Topic 5: Reactivity 2: How much, how fast and how far

Cambridge IB 0610 / 0970 · 9 min read
This theme links three big questions about any chemical reaction: how much product forms, how fast it forms, and how far the reaction proceeds before settling. You will use the mole to count particles, collision theory to explain rate, and the equilibrium constant Kc to describe the balance reached at the end.

Amount of substance and stoichiometry

The mole is the chemist's counting unit: one mole contains the Avogadro constant, 6.02 x 10^23 particles. The amount in moles n equals the mass m divided by the molar mass M, so n = m / M. Balanced equations give mole ratios that let you convert between reactants and products. Worked example: how many moles are in 36.0 g of water? M(H2O) = 18.0 g/mol, so n = 36.0 / 18.0 = 2.00 mol, which is 2.00 x 6.02 x 10^23 = 1.20 x 10^24 molecules. For gases at STP (273 K, 100 kPa) the molar volume is 22.7 dm3/mol, so n = V / 22.7. For solutions, concentration c = n / V where V is in dm3, giving n = c x V.

Limiting reactant, theoretical and percentage yield

When reactants are not mixed in the exact stoichiometric ratio, one runs out first and limits how much product forms; this is the limiting reactant, and the others are in excess. Identify it by dividing the moles of each reactant by its coefficient and choosing the smallest result. The theoretical yield is the maximum product predicted from the limiting reactant. Real reactions give less, so percentage yield = (actual yield / theoretical yield) x 100. Worked example: 6.0 g of carbon (0.50 mol) reacts with 16.0 g of oxygen (0.50 mol) in C + O2 -> CO2. Both give 0.50 mol per coefficient, so neither is in large excess; 0.50 mol CO2 (22.0 g) is the theoretical yield. If only 19.8 g forms, percentage yield = 19.8 / 22.0 x 100 = 90.0%.

Atom economy

Percentage yield only counts the desired product made versus predicted; it ignores wasted by-products built into the equation. Atom economy measures how efficiently reactant atoms end up in the wanted product: atom economy = (molar mass of desired product / total molar mass of all products) x 100, using the balanced equation. A reaction can have high yield but poor atom economy if it produces large waste molecules. Green chemistry favours high atom economy because it reduces waste and cost. Worked example: in CaCO3 -> CaO + CO2, if CaO is the target, atom economy = 56.1 / (56.1 + 44.0) x 100 = 56.0%.

Titration calculations

A titration finds an unknown concentration by reacting it with a solution of known concentration until the equivalence point, signalled by an indicator colour change. Read the burette to find the volume delivered, then use moles. Worked example: 25.0 cm3 of NaOH is neutralised by 20.0 cm3 of 0.100 mol/dm3 HCl in NaOH + HCl -> NaCl + H2O. Moles of HCl = 0.100 x 0.0200 = 2.00 x 10^-3 mol. The 1:1 ratio means moles of NaOH = 2.00 x 10^-3 mol. Concentration of NaOH = n / V = 2.00 x 10^-3 / 0.0250 = 0.0800 mol/dm3. Always convert cm3 to dm3 by dividing by 1000.
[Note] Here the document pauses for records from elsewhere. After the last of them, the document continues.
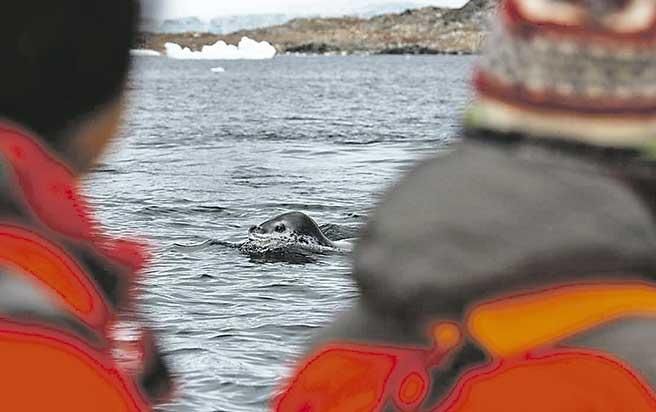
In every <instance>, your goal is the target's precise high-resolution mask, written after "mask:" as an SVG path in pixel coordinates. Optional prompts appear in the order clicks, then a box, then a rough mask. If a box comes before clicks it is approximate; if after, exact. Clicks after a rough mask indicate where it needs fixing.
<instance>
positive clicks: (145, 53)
mask: <svg viewBox="0 0 656 412" xmlns="http://www.w3.org/2000/svg"><path fill="white" fill-rule="evenodd" d="M130 54H131V55H132V56H148V57H157V56H161V55H162V53H160V52H158V51H155V50H148V49H134V50H130Z"/></svg>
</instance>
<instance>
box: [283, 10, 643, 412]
mask: <svg viewBox="0 0 656 412" xmlns="http://www.w3.org/2000/svg"><path fill="white" fill-rule="evenodd" d="M654 46H656V2H654V1H653V0H587V1H586V0H579V1H575V0H570V1H566V0H505V1H503V2H502V3H501V7H500V10H499V14H498V22H497V27H495V31H494V34H493V35H492V37H491V39H490V44H489V46H488V48H487V52H486V54H485V56H484V57H483V59H482V61H481V63H480V65H479V67H478V70H477V73H476V76H475V87H476V90H477V99H476V101H475V102H474V105H473V107H472V108H471V110H470V112H469V113H468V115H467V117H466V121H465V125H464V126H465V127H464V129H463V135H464V136H463V137H464V139H463V141H462V142H461V143H459V144H458V145H457V146H456V147H455V148H454V149H455V150H453V152H452V153H450V154H448V155H445V156H442V157H440V158H436V159H432V160H429V161H426V162H424V163H423V164H421V165H420V166H418V167H416V168H415V169H414V170H413V171H411V172H410V173H409V174H408V175H407V176H405V178H403V179H402V181H401V182H400V183H399V184H398V185H397V186H396V187H394V188H393V189H392V190H391V191H390V192H389V193H387V195H386V196H385V197H384V199H383V202H382V204H381V205H379V207H378V208H377V209H376V211H375V212H374V213H373V215H372V216H371V220H370V222H369V224H368V225H367V227H366V229H365V231H364V233H363V238H362V240H361V242H360V244H359V246H358V247H357V250H356V254H355V264H354V276H355V279H356V281H357V283H358V285H359V287H360V290H361V297H360V299H359V301H358V303H357V304H356V306H355V308H354V309H352V310H351V311H350V312H349V313H346V314H345V315H343V316H342V317H341V318H340V319H339V320H337V321H336V322H335V323H334V324H333V325H332V326H331V327H329V328H328V329H327V330H326V331H325V333H324V334H323V335H322V336H321V338H320V339H319V340H318V342H317V344H316V346H315V347H314V349H313V350H312V352H311V353H310V354H309V355H308V356H307V357H306V359H305V360H304V361H302V362H301V364H300V365H299V367H298V369H297V371H296V374H295V376H294V377H293V378H292V379H291V380H290V382H289V384H288V386H287V387H286V388H285V390H284V392H283V393H282V394H281V395H280V396H279V397H277V399H276V401H275V403H274V408H275V409H276V410H278V411H283V412H291V411H294V412H297V411H314V412H319V411H396V410H401V411H476V412H479V411H499V412H501V411H503V412H526V411H532V412H535V411H545V412H546V411H559V412H575V411H576V412H578V411H595V412H596V411H599V412H603V411H620V410H621V411H654V410H656V397H655V396H654V388H655V387H656V386H655V385H656V362H654V359H656V346H655V345H654V344H653V342H654V341H655V340H656V282H655V279H654V275H655V274H656V228H655V226H654V217H655V212H656V167H655V163H654V161H655V160H656V159H655V158H654V156H655V153H656V151H655V150H654V148H655V147H656V141H655V140H654V138H655V136H656V70H655V67H656V48H655V47H654Z"/></svg>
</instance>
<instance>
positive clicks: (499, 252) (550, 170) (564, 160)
mask: <svg viewBox="0 0 656 412" xmlns="http://www.w3.org/2000/svg"><path fill="white" fill-rule="evenodd" d="M654 251H656V228H654V225H653V220H652V216H651V214H650V212H649V210H648V209H647V208H646V207H645V205H644V204H643V202H642V201H641V200H640V199H639V198H638V197H637V196H636V195H635V193H634V192H633V191H632V190H631V189H630V188H629V187H627V185H625V184H624V183H623V182H622V181H620V180H618V179H615V178H614V177H612V176H610V175H609V174H608V173H607V172H605V171H604V169H603V168H601V167H599V166H597V165H595V164H594V163H591V162H587V161H585V160H581V159H577V158H576V157H572V156H567V155H564V154H562V153H558V152H555V151H550V150H547V149H539V148H531V147H523V146H517V147H512V148H509V147H503V146H498V145H490V144H478V143H471V142H469V143H462V144H459V145H456V146H455V147H454V148H453V149H452V150H451V152H450V153H447V154H444V155H440V156H437V157H434V158H432V159H429V160H425V161H423V162H421V163H420V164H419V165H418V166H417V167H415V168H413V169H412V170H411V171H410V172H408V173H407V174H406V175H405V177H403V178H402V179H401V180H400V181H399V183H398V184H396V185H395V186H394V187H392V188H391V189H390V190H389V191H388V192H387V194H385V195H384V196H383V200H382V202H381V203H380V204H379V205H378V207H377V208H376V209H375V210H374V211H373V213H372V215H371V217H370V220H369V222H368V224H367V225H366V227H365V229H364V230H363V233H362V238H361V240H360V241H359V243H358V246H357V248H356V251H355V255H354V259H355V262H354V268H355V272H354V277H355V279H356V280H357V282H358V283H359V285H360V286H361V287H362V288H363V290H365V291H366V294H367V295H368V296H369V297H371V298H373V299H374V300H375V301H378V302H380V303H381V304H383V305H385V306H391V305H399V306H402V307H410V306H417V305H419V306H422V307H424V308H426V309H428V308H430V307H434V308H435V309H436V310H440V308H442V307H449V308H458V307H459V308H463V307H464V306H465V305H466V304H467V303H468V302H469V301H470V299H471V296H473V295H474V294H477V293H479V292H481V291H485V293H492V294H493V293H494V291H495V290H498V289H499V288H504V289H508V288H519V287H522V286H523V287H531V286H535V285H537V284H538V283H539V282H543V281H548V280H549V279H551V280H553V279H554V278H553V276H556V277H557V276H562V277H567V276H570V275H572V272H573V271H574V272H576V273H577V274H586V275H588V274H589V275H592V274H594V273H599V271H604V270H606V269H605V268H604V265H606V266H605V267H606V268H607V267H610V266H613V267H616V268H621V267H622V266H623V265H624V266H630V265H631V264H632V262H635V260H634V259H640V260H641V261H645V262H653V261H654V258H653V256H654ZM611 257H614V259H615V260H614V261H612V262H610V261H609V259H610V258H611ZM654 263H655V267H656V262H654ZM608 265H610V266H608ZM627 269H628V267H627ZM542 274H544V275H545V276H542ZM529 283H531V284H529ZM438 306H439V307H438Z"/></svg>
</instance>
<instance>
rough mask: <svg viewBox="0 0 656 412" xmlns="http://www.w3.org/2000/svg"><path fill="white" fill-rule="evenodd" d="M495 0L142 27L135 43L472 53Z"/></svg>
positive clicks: (386, 51) (334, 49) (150, 45)
mask: <svg viewBox="0 0 656 412" xmlns="http://www.w3.org/2000/svg"><path fill="white" fill-rule="evenodd" d="M495 4H496V3H495V0H471V1H470V2H469V3H467V4H466V5H465V6H464V7H462V8H460V9H444V8H437V7H426V8H421V9H415V10H406V11H405V12H403V13H398V14H384V15H380V16H375V17H373V18H370V19H361V18H356V17H342V18H303V19H294V20H291V21H289V22H287V23H285V24H282V25H278V26H272V27H266V28H262V29H256V30H243V31H238V32H235V33H231V34H228V35H215V34H210V33H183V34H158V33H142V34H141V36H140V38H139V40H138V42H137V45H136V48H140V49H151V50H157V51H163V50H164V45H165V44H166V43H167V42H172V43H177V44H179V45H181V46H183V47H189V48H190V49H192V50H200V49H201V48H202V47H203V46H204V45H209V44H214V43H216V42H217V41H219V40H223V41H225V42H226V43H228V44H237V43H238V42H239V40H240V39H241V38H242V37H248V38H251V39H254V40H257V41H263V40H265V41H268V42H269V43H271V44H273V46H274V47H275V48H276V50H277V51H278V52H279V53H283V54H284V53H302V54H474V53H478V52H479V51H480V49H481V45H482V43H483V40H484V39H485V36H486V34H487V28H486V23H487V20H488V18H489V16H490V14H491V13H493V12H494V8H495Z"/></svg>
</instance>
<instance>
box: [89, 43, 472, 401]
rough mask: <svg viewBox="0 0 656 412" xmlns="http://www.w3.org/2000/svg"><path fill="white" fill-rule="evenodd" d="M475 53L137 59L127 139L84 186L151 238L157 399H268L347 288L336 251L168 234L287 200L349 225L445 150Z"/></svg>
mask: <svg viewBox="0 0 656 412" xmlns="http://www.w3.org/2000/svg"><path fill="white" fill-rule="evenodd" d="M473 62H474V59H473V58H471V57H459V56H417V57H404V56H387V57H383V56H352V57H292V56H283V57H277V58H275V59H273V60H266V61H231V62H208V61H178V60H169V59H166V58H157V57H139V58H137V60H136V62H135V67H134V71H133V75H132V79H131V81H130V85H129V89H130V92H129V98H128V108H129V113H128V115H127V117H126V119H125V120H126V121H125V127H124V129H123V131H122V135H123V138H122V139H121V140H120V141H119V142H117V143H116V144H115V145H114V146H113V147H112V148H111V153H110V154H109V156H107V157H106V158H105V159H104V161H103V163H102V164H101V165H100V166H99V167H98V168H97V170H96V171H95V172H94V173H93V174H91V175H90V176H89V177H88V178H87V180H86V182H85V190H86V192H87V193H88V194H89V196H90V198H91V200H92V203H93V205H94V206H95V208H96V209H97V211H98V214H99V217H100V219H101V220H102V222H103V223H104V224H105V226H106V227H107V228H108V230H109V231H110V232H111V233H113V234H116V235H133V234H137V235H140V236H142V237H145V238H146V239H148V240H149V241H150V243H151V244H152V249H153V252H154V260H153V262H152V265H151V266H150V268H149V269H148V271H147V272H146V273H145V276H144V278H143V280H142V281H141V282H140V287H141V289H142V297H141V308H142V311H143V312H144V313H145V314H146V317H147V318H148V319H149V320H150V321H151V322H152V326H153V327H154V328H155V330H156V331H157V332H158V333H159V335H160V337H161V345H162V347H163V349H164V352H165V354H166V356H167V358H168V359H169V361H170V363H171V365H172V367H173V369H174V371H175V372H176V374H177V375H178V382H177V383H178V388H177V393H176V399H175V400H174V403H173V404H171V405H166V406H165V407H164V408H163V409H162V410H165V411H194V412H205V411H208V412H210V411H212V412H213V411H228V412H238V411H263V410H266V409H267V407H268V404H269V400H270V398H271V395H272V394H273V393H274V392H275V390H276V388H278V387H279V385H280V384H281V382H282V381H283V379H284V378H285V376H286V375H287V374H288V373H289V370H290V367H291V366H292V365H293V363H294V361H295V360H297V359H298V357H299V356H300V355H301V354H302V353H303V349H304V347H305V345H306V343H307V342H308V339H309V338H310V337H311V336H312V334H314V333H316V332H317V330H318V329H319V328H321V327H322V326H324V325H326V324H327V323H328V322H330V320H331V319H332V318H333V317H334V316H335V314H336V313H338V312H340V311H343V310H345V309H347V308H348V307H349V306H350V305H351V303H352V301H353V299H354V298H355V297H356V296H357V293H358V292H357V288H356V287H355V285H354V284H353V281H352V279H351V277H350V261H349V257H348V256H340V255H329V256H321V257H318V259H317V261H316V262H313V263H307V264H290V263H284V262H268V263H262V262H256V261H252V260H251V259H249V257H248V256H244V255H241V254H240V253H239V251H238V250H236V249H231V248H227V247H223V246H219V245H217V246H212V247H204V248H199V249H195V250H180V249H179V248H176V247H174V245H175V244H184V245H194V244H199V243H202V242H205V241H207V240H212V239H213V240H221V241H230V242H239V241H242V240H245V238H246V235H247V230H248V228H249V226H251V225H253V224H257V223H260V222H262V221H265V220H267V219H269V218H271V217H273V216H276V215H277V214H280V213H282V212H286V211H292V210H298V211H303V212H305V213H307V214H309V215H310V216H311V217H313V218H314V219H315V220H317V222H318V223H320V224H331V225H336V227H338V228H339V227H342V228H346V229H353V228H357V227H359V226H360V225H361V224H362V223H363V222H364V221H365V219H366V216H367V213H368V212H369V210H371V208H373V207H374V206H375V204H376V201H377V199H378V198H379V196H380V194H381V192H382V191H384V190H385V188H386V187H388V186H389V185H390V184H391V183H392V182H393V181H394V179H395V178H396V177H398V176H399V174H400V173H402V172H403V171H404V170H407V168H408V167H410V166H411V165H412V164H413V163H414V162H415V161H416V160H417V159H420V158H423V157H426V156H429V155H431V154H434V153H438V152H441V151H444V150H448V145H449V143H450V142H453V139H454V138H455V137H456V136H457V133H458V125H459V121H460V116H461V113H462V111H463V109H464V108H465V107H466V105H467V104H468V102H469V99H470V91H469V83H468V82H469V77H470V71H471V68H472V64H473ZM218 66H220V67H222V68H224V69H225V70H224V71H223V72H221V71H220V70H214V71H212V70H211V69H213V68H217V67H218Z"/></svg>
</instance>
Rate of reaction and how it is measured

Rate of reaction is the change in concentration of a reactant or product per unit time, with units such as mol/dm3/s. Because rate is fastest at the start and slows as reactants deplete, we often quote the average rate or take a tangent gradient from a concentration-time graph. Common ways to follow a reaction include measuring gas volume collected over time, the loss of mass as gas escapes, the time for a marked cross to disappear behind a precipitate (turbidity), changes in colour using a colorimeter, or changes in conductivity or pH. The method chosen depends on which property changes measurably during the reaction.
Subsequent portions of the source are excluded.